AI Security Landscape: Tales and Techniques from the Frontlines
The once theoretical AI bogeyman has arrived—and it brought friends. Over the past 12 months, adversaries have shifted from exploratory probing to weaponized exploitation across the entire AI stack, requiring a fundamental reassessment of defense postures. This presentation dissects the evolution of AI-specific TTPs, including advancements in model poisoning, LLM jailbreaking techniques, and the abuse of vulnerabilities in ML tooling and infrastructure. One of the most concerning recent developments relates to architectural backdoors, such as ShadowLogic. Last year, we discussed the use of serialization vulnerabilities to execute traditional payloads via hijacked models, but ShadowLogic is quite a different beast. Instead of injecting easily detectable Python code to compromise the underlying system, ShadowLogic uses the subtleties of machine learning to manipulate the model’s behavior, offering persistent model control with a minimal detection surface. Attacks against generative AI have also stepped up, with threat actors devising novel techniques to bypass AI guardrails. Multimodal systems add to the attack surface, as indirect prompt injection is now possible through images, audio, and embedded content—because nothing says "secure by design" like accepting arbitrary input from untrusted users! The cybercrime ecosystem is naturally adapting to the shifting priorities, and AI-focused hacking-as-a-service portals are popping up on the Dark Web, where adversaries turn carefully guardrailed proprietary LLMs into unrestricted content generators. Even Big Tech is playing whack-a-mole with its own creations, with Microsoft's DCU recently taking legal action against hackers selling illicit access to its Azure AI. Finally, AI infrastructure itself is proving increasingly prone to attack. The number of ML tooling vulnerabilities has surged, fueled by arbitrary code execution flaws that could allow attackers to take over AI pipelines. GPU-based attacks are also on the rise, allowing for sensitive AI computations to be extracted from shared hardware resources. As these threats continue to evolve, defenders must shift from reactive fixes to proactive security-by-design approaches to mitigate the growing risks AI systems face today.

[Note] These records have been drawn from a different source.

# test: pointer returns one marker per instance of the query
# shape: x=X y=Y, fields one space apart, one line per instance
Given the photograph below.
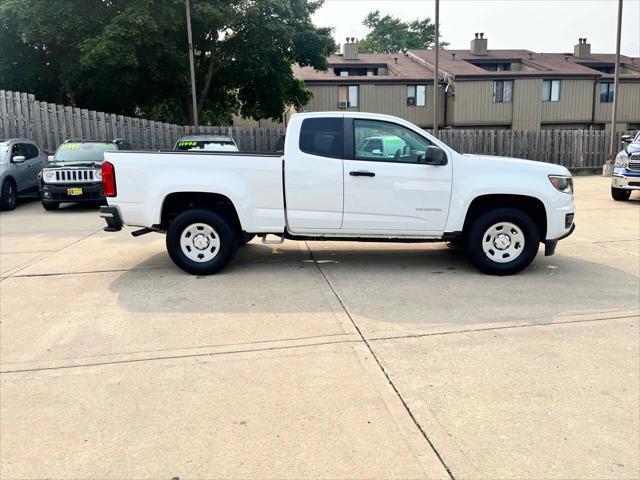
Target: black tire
x=245 y=238
x=50 y=205
x=223 y=232
x=619 y=194
x=476 y=240
x=8 y=195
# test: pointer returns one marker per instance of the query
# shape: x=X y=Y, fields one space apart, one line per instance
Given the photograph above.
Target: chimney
x=582 y=49
x=350 y=51
x=479 y=45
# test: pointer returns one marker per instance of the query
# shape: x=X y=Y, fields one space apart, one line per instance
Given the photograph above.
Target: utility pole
x=193 y=73
x=435 y=73
x=614 y=117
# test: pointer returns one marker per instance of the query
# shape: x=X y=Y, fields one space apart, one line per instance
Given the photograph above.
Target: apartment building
x=395 y=84
x=483 y=88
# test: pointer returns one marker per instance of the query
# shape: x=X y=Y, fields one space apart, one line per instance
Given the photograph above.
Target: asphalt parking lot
x=318 y=360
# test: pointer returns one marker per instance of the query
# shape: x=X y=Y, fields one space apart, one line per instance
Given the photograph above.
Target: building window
x=322 y=137
x=551 y=90
x=387 y=142
x=416 y=95
x=502 y=91
x=606 y=92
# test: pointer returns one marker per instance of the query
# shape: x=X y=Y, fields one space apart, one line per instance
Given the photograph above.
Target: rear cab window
x=322 y=137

About the Presenter: Marta Janus
Marta is a Principal Researcher at HiddenLayer, where she focuses on investigating adversarial machine learning attacks and the overall security of AI-based solutions. Before joining HiddenLayer, Marta spent over a decade working as a security researcher for leading anti-virus vendors. She has extensive experience in cyber security, threat intelligence, malware analysis, and reverse engineering. Throughout her career, Marta has produced more than three dozen publications between HiddenLayer, BlackBerry, Cylance, Securelist, and DARKReading. She also presented at industry conferences such as REcon Montreal, 44Con, BSidesSF, and Defcon AIVillage.